In many ways Darwin's argument is very different from Lamarck's.
Karl Popper, one of the most popular philosophers of science. He is well known for his extreme logic and be very beneficial to theories of evolution. He coined the term Critical Rationalism to describe his philosophy. The term indicates his rejection of classical empiricism, and of the classical obsercationalist-inductivist account of science that had grown out of it. Popper accepted psuedo-science, but did not believe they were any part of general science. Popper also didn't think that Darwinism was a testable theory.
Popper separated evolution from science and assigned it to the realm of metaphysics. According to Popper's principle of demarcation, only those theories which are open to empirical falsification are scientific. That is, unless there is a way to prove a theory wrong there is no way to prove it is right.

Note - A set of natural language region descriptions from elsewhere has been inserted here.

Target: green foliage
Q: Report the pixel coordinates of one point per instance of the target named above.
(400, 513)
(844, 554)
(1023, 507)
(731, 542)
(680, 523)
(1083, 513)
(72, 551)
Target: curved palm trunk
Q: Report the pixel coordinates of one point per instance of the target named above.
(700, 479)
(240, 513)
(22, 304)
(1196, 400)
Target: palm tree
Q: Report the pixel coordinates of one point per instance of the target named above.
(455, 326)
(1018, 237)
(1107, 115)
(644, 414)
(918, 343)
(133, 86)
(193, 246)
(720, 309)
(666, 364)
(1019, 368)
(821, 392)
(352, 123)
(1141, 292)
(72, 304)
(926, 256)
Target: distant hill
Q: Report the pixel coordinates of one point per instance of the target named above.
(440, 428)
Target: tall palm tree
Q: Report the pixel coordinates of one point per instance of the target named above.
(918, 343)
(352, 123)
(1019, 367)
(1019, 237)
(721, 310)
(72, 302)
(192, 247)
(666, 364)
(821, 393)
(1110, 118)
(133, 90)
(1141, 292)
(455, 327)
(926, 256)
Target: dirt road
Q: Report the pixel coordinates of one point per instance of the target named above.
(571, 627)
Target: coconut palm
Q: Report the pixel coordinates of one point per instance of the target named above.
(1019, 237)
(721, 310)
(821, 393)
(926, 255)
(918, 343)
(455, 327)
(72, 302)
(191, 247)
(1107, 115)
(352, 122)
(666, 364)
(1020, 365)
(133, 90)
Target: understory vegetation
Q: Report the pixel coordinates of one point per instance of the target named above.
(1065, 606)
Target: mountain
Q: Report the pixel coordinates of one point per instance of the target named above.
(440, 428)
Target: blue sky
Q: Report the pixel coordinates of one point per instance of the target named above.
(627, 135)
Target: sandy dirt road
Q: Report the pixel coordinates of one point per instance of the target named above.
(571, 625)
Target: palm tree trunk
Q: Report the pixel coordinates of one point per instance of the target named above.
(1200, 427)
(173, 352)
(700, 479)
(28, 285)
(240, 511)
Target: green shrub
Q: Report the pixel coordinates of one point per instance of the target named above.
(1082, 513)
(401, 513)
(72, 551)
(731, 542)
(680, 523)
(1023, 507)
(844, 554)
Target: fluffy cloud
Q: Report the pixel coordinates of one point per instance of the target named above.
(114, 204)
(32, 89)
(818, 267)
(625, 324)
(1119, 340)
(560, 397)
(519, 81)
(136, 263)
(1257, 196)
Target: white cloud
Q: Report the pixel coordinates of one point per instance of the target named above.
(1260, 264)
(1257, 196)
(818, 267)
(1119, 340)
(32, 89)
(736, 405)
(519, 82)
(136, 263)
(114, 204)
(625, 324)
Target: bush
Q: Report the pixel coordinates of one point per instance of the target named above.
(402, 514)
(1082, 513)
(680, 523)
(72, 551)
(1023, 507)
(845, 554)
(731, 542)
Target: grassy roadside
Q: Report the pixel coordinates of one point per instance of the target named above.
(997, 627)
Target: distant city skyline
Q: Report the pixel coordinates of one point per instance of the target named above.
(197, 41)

These scientists do not just contribute ideas and new ways of thinking with evolution theories, but were also the face of every ones research and work on evolution.
Throughout out all the research every scientist has done there are key words and main thing that are agreed on with all. Macroevolution and microevolution are two that every important to evolution. You might be wondering what they are and what they mean. Well, macroevolution is used to refer to changes in organisms which are significant enough that, over time, the newer organisms would be considered an entirely new species. Basically it means that the new organisms would be unable to mate with their ancestors, assuming they were brought together. Microevolution is a change in gene frequency within a population over time. This change is caused by four different processes: mutation, selection, gene flow and genetic drifts. The difference is largely one of approach. Microevolution is reductionist, but macroevolution is holistic. Each approach offers different insights into the evolution process. Macroevolution can be seen as the sum of long periods of microevolution, and thus the two are qualitatively identical while being quantitatively different.
Simply put, evolution is the result of changes in genetic code. The genes encode the basic characteristics a life form will have, and there is no known mechanism that would prevent small changes (microevolution) from ultimately resulting in macroevolution. While genes can vary significantly between different life forms, the basic mechanisms of operation and change in all genes are the same.
Work Cited
Allaboutscience. "Darwin's Theory Of Evolution - A Theory in Crisis." Darwin's Theory Of Evolution. Web. 18 May 2011.